A School Painted Magenta

We are spending the long weekend of the 21st of May (the celebration of the Glorias Navales of 1879) with four Chilean friends in the small coastal city of Valdivia.


The next morning the rain kept coming - but between showers the air was bright and clean and full of rainbows, so we decided to step out of our showers for an hour or two and go for a walk.
After an autumn in Santiago, where the air is so thick and full of dust and gasoline that it piles up in corners and silts up in the alleys behind buildings, breathing Valdivia's morning air was a little like being drunk - we were walking around with our arms wide open, taking it in by the bucketful. 
            Valdivia is a pretty, primary-colored town.  Schools are painted magenta, or in royal-blue-and-yellow stripes.  Houses come in turquoise and apple-green and apple-red.  The Plaza de Armas is less martial and more brass-band-stand-y than most Plazas de Armas in Chile - the European settlement here was mostly German, and the dominant aesthetic is one of gingerbread fretwork and gables, rather than heroic plinths and fountains.

A blue-and-yellow school:

A School painted Magenta:

A Painted House:

Men drinking tea on a painted street:

A house in a state of repose:

Friday, June 1, 2012

Hotel Bathrooms When They're Done RIGHT.

We are spending the long weekend of the 21st of May (the celebration of the Glorias Navales of 1879) with four Chilean friends in the small coastal city of Valdivia. 

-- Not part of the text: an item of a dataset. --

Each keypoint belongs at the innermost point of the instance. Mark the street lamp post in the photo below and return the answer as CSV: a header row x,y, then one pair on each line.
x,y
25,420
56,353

Valdivia is a small city an hour by air south of Santiago, and only an hour's drive from Lago Ranco where we spent the New Year.  Packing for the trip, I pulled my hiking boots out of the bottom of the hall closet, where they'd sat since our last trip to the south.  When I tied the laces, a cloud of soft grey volcanic ash puffed out into the air and billowed out across the floor of the apartment.
            Valdivia is a water city.  Several large rivers meet right in town:  the Cau Cau, the Cruces, and the softly named Calle Calle, which flows west past main street and joins the Rio Valdivia, which runs out of town and  empties into the Corral Bay, a net of fjords and more river endings and one single narrow mouth onto the ocean. 
            We arrived in Valdivia at night, in a rainstorm, and saw nothing but patches of fogged-out lights and their reflections on pools of big water.  It was extremely cold - the chill of a humid winter, and when we checked into our hotel and were sent up to our rooms, we six thin-blooded northerners decided that our weekend in the south could go hang- we had discovered our bathrooms.
            We were shacking up in the lap of southern luxury - the Dreams Casino of Valdivia.  And the architects had done one thing spectacularly, incandescently right: in a place where fresh-water is neither scarce nor rationed, bathroom designers can pull out all the stops, and the designers for this place had installed showers out of Shangri-la and tropical fever dreams - the shower was its very own little glass room, with a massive rain-head falling ten feet from a marble roof onto  a marble floor.  There was a second showerhead-on-a-hose exactly at chest-and-face height, there was a bank of water jets mounted on the wall, the lighting was soft and recessed, the walls were glass and etched prettily with tall grasses and bamboo fronds, and the acoustics were made for singing -
            Stories shared over breakfast the next morning indicated that what happened in the other rooms was about the same as what happened in ours:  I elbowed Mr Tabubil out of the way and turned up the heat and barricaded myself inside and gave in to the acoustics -
            I stood under the water and sang Zip-a-dee-do-dah (Disney), Going to the Chapel (the Dixie Cups) and Sound the Trumpets (Purcell) and the songs came out in double and triple harmony, and then I hollered out to Mr Tabubil that I was going to stay in there until I grew moss.
            But before I grew moss  I ran out of songs and came out and let him have a turn.
            Because I am nice that way.
            And because the silicone grout around the bottom of the shower walls didn't seal properly and I'd flooded the toilet.